A common strategy to try is to schedule sex dates.
And for some, this is exactly what you need to get your sex drive back. But for others – it can turn an already low libido into a non-existent one.
Knowing you’re meant to have sex on a Wednesday at nine-thirty in the evening can make sex feel like a stressful chore. And when you feel pressured to go through with it, it impedes your libido – which was the exact opposite of the goal you had in mind!
When you understand why your libido is low – you’ll also know which areas you need to work on to increase your desire and will spare yourself the heartache of trying and failing.
To gauge what’s going on and why your libido is low, use the prompts below.
My hope is they’ll answer your questions and you won’t have to google “my sex drive has disappeared” at three o’clock in the morning again any time soon.
Have there been any major life changes that could have impacted your desire negatively?
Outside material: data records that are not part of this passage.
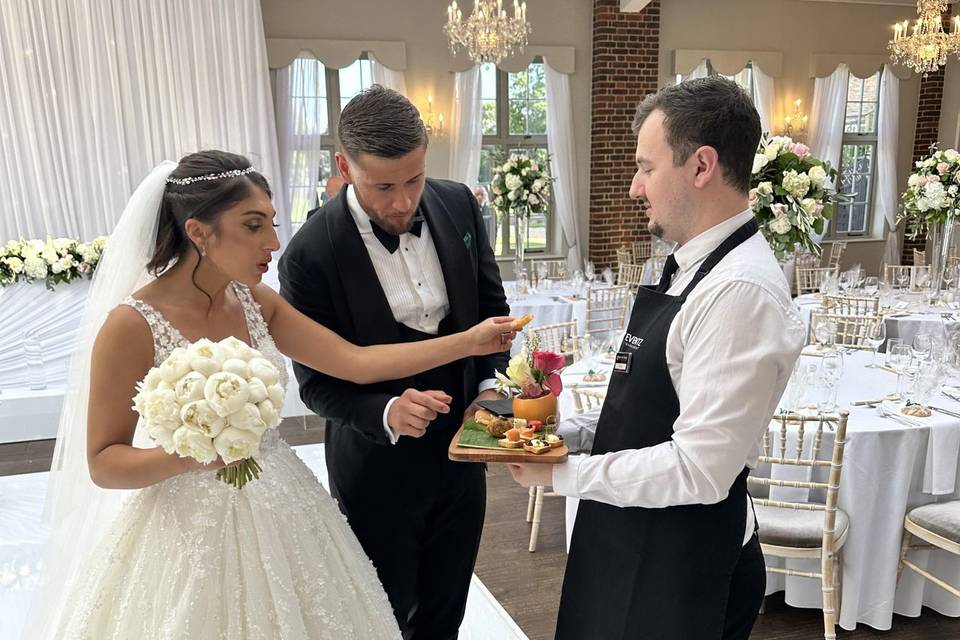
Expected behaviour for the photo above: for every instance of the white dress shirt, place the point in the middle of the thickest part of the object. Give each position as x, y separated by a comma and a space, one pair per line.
730, 351
411, 278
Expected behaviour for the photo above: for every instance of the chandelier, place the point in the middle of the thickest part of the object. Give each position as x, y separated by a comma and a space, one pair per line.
927, 47
487, 34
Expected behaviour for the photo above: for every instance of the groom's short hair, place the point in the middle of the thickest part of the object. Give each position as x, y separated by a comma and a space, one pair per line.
381, 122
713, 112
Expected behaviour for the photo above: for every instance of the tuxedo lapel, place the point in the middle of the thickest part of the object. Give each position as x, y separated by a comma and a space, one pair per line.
364, 294
454, 260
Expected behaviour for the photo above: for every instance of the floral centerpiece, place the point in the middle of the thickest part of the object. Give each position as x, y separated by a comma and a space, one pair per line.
533, 379
791, 195
53, 261
520, 187
931, 203
212, 399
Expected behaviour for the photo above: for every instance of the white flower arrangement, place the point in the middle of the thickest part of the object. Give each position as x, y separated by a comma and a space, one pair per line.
54, 261
212, 399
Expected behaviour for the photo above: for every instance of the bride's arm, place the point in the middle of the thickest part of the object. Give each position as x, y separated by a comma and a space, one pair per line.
122, 355
312, 344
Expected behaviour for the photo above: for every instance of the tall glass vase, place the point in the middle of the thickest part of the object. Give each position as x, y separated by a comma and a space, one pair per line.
940, 236
520, 245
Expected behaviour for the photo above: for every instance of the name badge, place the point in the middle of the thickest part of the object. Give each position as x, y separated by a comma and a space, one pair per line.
623, 362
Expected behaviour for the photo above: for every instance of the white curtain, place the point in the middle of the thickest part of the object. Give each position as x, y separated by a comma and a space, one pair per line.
387, 77
826, 116
887, 189
763, 98
97, 93
466, 134
300, 125
563, 162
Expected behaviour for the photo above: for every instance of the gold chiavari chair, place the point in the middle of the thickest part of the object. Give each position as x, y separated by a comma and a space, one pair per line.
809, 280
806, 529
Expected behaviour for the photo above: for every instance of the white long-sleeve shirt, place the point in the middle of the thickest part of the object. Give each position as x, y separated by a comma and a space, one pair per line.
730, 351
412, 280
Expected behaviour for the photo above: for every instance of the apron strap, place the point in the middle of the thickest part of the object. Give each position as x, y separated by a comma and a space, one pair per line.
734, 240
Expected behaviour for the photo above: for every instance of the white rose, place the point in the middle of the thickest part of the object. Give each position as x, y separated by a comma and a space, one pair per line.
780, 225
190, 387
15, 264
193, 444
236, 444
275, 393
226, 392
175, 366
269, 414
817, 175
237, 366
35, 268
200, 416
159, 408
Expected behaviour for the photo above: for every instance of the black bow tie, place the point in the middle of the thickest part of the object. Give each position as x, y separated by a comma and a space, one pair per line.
391, 242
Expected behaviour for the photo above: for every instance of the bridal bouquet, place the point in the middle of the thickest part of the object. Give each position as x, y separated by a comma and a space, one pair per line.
210, 399
931, 195
791, 195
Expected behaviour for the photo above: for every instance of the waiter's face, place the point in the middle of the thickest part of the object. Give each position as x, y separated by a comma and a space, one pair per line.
664, 186
388, 189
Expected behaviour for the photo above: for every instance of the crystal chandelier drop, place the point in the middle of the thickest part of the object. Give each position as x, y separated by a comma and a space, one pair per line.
927, 47
488, 34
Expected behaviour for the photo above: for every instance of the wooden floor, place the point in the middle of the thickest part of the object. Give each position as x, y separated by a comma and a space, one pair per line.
528, 584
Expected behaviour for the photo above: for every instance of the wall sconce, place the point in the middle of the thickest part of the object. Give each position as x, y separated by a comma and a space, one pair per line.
432, 121
796, 123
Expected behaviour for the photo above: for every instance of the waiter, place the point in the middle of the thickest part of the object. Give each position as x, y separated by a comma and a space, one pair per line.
665, 543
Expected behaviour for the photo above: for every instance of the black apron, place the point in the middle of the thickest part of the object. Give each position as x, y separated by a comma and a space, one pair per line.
656, 574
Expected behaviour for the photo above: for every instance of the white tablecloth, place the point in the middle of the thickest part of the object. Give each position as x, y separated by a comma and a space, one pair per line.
888, 468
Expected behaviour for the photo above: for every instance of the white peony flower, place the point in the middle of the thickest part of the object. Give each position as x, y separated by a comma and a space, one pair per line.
193, 444
258, 390
35, 268
226, 392
175, 366
247, 418
190, 387
818, 176
200, 416
265, 370
276, 393
780, 225
236, 444
269, 414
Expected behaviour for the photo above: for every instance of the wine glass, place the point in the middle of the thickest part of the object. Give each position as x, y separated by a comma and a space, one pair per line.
874, 337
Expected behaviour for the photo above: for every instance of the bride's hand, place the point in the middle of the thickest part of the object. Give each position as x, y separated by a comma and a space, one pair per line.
493, 335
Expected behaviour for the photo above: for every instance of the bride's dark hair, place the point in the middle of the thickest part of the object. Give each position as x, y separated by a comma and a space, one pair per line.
203, 200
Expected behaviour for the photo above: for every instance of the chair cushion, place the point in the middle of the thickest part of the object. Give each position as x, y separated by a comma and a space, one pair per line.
796, 527
941, 518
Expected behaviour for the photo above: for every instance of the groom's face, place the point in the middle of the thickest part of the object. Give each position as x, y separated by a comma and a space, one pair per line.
388, 189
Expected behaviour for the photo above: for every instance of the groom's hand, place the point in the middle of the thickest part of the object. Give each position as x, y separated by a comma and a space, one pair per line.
489, 394
414, 410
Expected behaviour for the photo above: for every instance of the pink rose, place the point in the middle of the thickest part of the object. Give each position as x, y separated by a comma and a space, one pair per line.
779, 209
800, 150
548, 362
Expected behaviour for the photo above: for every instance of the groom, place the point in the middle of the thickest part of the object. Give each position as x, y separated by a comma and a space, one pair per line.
394, 257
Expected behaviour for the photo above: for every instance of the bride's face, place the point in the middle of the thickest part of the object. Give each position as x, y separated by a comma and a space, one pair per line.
242, 242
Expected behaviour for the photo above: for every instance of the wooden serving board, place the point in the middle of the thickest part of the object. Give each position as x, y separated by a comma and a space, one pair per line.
475, 454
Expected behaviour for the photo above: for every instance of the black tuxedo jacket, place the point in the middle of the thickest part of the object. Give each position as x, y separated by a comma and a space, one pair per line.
327, 274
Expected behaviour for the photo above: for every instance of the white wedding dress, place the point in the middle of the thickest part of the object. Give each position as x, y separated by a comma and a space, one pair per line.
193, 557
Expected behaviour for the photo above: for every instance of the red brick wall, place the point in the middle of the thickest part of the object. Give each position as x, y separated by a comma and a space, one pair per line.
928, 126
626, 50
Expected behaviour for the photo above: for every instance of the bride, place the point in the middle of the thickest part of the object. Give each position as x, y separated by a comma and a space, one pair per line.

For example:
You’ve started a new form of birth control
You’ve started medicating for depression and/or anxiety
You lead a stressful life
You feel less attractive/unattractive
You feel low or depressed
You and your partner are increasingly more irritable with one another
You and your partner have stopped touching each other lovingly
If masturbation is something you still engage in regularly it could point to your low libido having to do with your relationship or your partner.
On the other hand, masturbation isn’t always a sexual activity.
It can be a way of releasing stress or making it easier to fall asleep.
It can also be a fun, stress-free way of connecting with yourself and living out a fantasy that perhaps your partner doesn’t like.
What is sex with yourself about for you?
My free resource The Desire Test helps you take that first step towards an increased sex drive, by understanding your decreased desire.
Take the 10-page assessment quiz, get the answers you need to understand what’s standing in the way of your desire, and get free sex and relationship tips directly to your inbox. You can unsubscribe at any time.
When you’re wondering “why has my sex drive disappeared”, it’s also important to address stress surrounding sex.
When you haven’t had sex in a while it’s not uncommon to get stuck in negative thoughts about your desire, your relationship or your partner.
These thoughts can be triggered when your partner approaches you for a hug or wants to give you a kiss.
You might freeze to stone, or try and remove yourself from the situation, because sex is the last thing on your mind.
And you really don’t want to have to say no or pretend to not notice what your partner wants, again.
Negative thoughts or anxiety about sex are, unfortunately, not unusual. And they are often one of the causes of low libido, or a factor that decreases an already low sex drive.
As a sex therapist, I regularly address how to talk about sex, no matter what the presenting sexual difficulty is. When your partner wants to have sex more often than you – this can turn sex into a chore – and a stressful one at that.
Having mismatched libidos is completely normal, but if you can’t talk about sex, it can take a toll on your relationship, and lower your sex drive even further.
Conversations about sex can be difficult as sex is such a sensitive subject.
We’re nervous about talking about what we want (or don’t want).
We’re worried we might hurt our partner’s feelings.
We’re feel shame bringing up the subject because we don’t know when we’ll feel like having sex again.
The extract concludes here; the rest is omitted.